Patrick O'Brian, The Hundred Days

Well, the peace didn't last for long.  With Napoleon's return to France, a semi-official mission to Chillie is cancelled and our pair return to active service in the Adriatic and Mediterranean.  Much time is spent trying to prevent a shipment of gold from North Africa intended to buy allies for Napoleon in the Balkans.

Maturin goes on a lion hunnt.


Jill Murphy, The Worst Witch, The Worst Witch Strikes Again and A Bad Spell for the Worst Witch

Jill Murphy died on 18 August, so I read some of her Worst Witch stories.

James A Corey, Calaban's War

After watching the first season of 'The Expanse' on dvd (which ended on somewhat of a cliff-hanger), I decided to re-read the second book in the series.  

[It didn't take me long to realise that TV show had played cut-and-loose with the chronology of things - so I had to read the last third of Leviathan Wakes to fill the gap.]

In this book it turns out someone has weaponised the Protomolcule and that the planetary governments are intent on war - on the basis that it's best to sort out local differences before tackling any threat from outside the Solar System.

Tuesday, 24 August 2021

24 August - Ancient


 

If I'd kept up with the RPG-word-a-day, one of today's choices would have been 'Ancient'.

I would have chosen this one because today is my 54th birthday.  It's also the 9th anniversary of this blog.  It's hard to avoid the feeling that the time (or at least peak) of blogs has passed (and that podcasts are on the way out too), but that's probably just my extistential crisis talking...

Monday, 23 August 2021

On Cheap DVDs

It would be surprising if my readers haven't noticed that streaming tv is now a Big Thing.  Perhaps only those of us who work in Charity Shops (Thrift Shops for those of you in North America) will have realised the corellary - we're now getting bags and bags of DVDs every day.  As a result most are selling them at 'please-take-them-away' prices (in our case five-for-a-pound).*  Even tape cassettes sell for more.**

*Sometimes the message doesn't come across.  A lady commented to me that we seemed to have a lot of DVDs.  "Yes", I replied "We can't sell enough of them - they're five-for-a-pound."  "Good", she said, "I'll bring you some in". 
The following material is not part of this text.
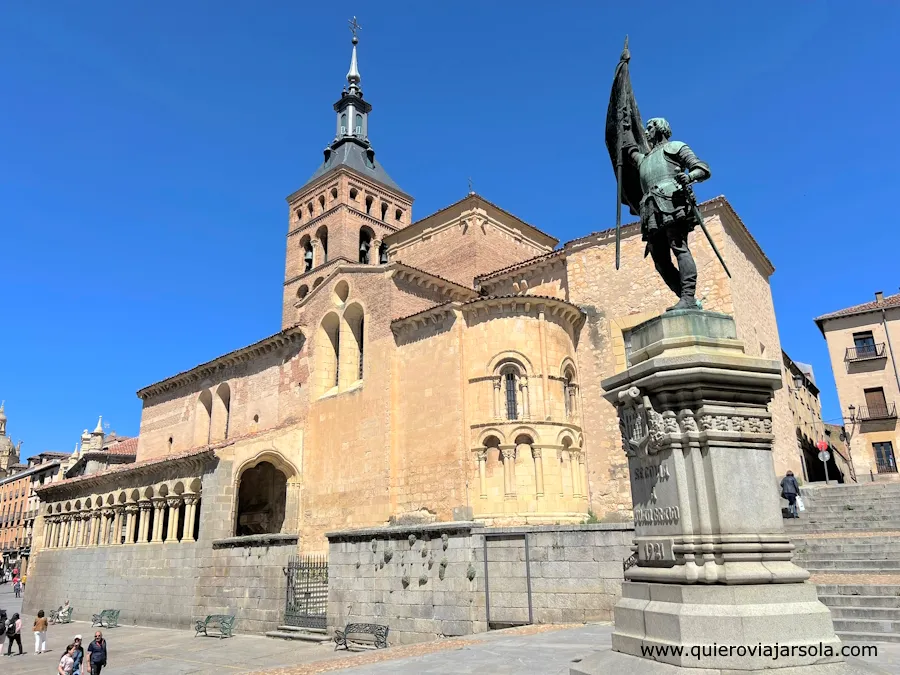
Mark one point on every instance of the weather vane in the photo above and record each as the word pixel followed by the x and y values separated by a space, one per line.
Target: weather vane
pixel 354 27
**We can't even sell DVDs or cassettes to those bulk-buyers who give us 5p-a-kilo for books

But, of course, that provides an opportunity.  I've got an completist friend who's now got almost all the MCU films (and many of the tv series) on offer.  I'm not as committed as her*, but even so, I'm now up-to-date with that output.

*Being 30 years older, I value my time and storage space a little more.  I won't be spending 20p on 'Ironman 3' in a hurry.

In such a completist mode, I recently got all the 'Star Wars' DVDs.  I watched 'Solo' for the first time and realised what a turkey it was - and why Disney hasn't got a "Star Wars Anthology" series to rival the MCU.  On the other other hand, I the next night I watched, 'The Last Jedi' and enjoyed it.

As an aside, my favorite rendering of a Star Wars film is just 5mins 36 sec long...



When First Lockdown dawned I bought the complete 'Buffy the Vampire Slayer' in order to recapture some 90's vibe.  I didn't watch them all, mainly because it's no longer the 90s (which made it creepy watching as a 50-odd-year-old).*

*But also because I got caught up in the whole continuitiy issue with 'Angel'.  And then the things came out about Joss Wheedon being a dick (see "creepy" above).

In prep for Second Lockdown I bought box-sets of "Blake's Seven".  What can be wrong with watching a beloved series from my adolescence?*

*I don't know, I still haven't got around to it.  But don't worry, it's definitely blog-fodder!


This week I've been watching the first season of 'The Expanse'.  Those of you who follow will know that I've read the first couple of the book series that this is based on.  Despite the fact that the fact that the pictures are always better in your head*, this is a great adaptation, and I'd recommended it.

*My vision of Detective Miller (in his hat) would have been played by Dennis Franz c.1983. But I'm old - my picture of asteroid mining is still framed by von Braunn and Isaac Asimov.

The point is that if there's anything out there that you to watch cheaply, you can probably get it on DVD (and you may be able to chuck some coin to charity at the same time).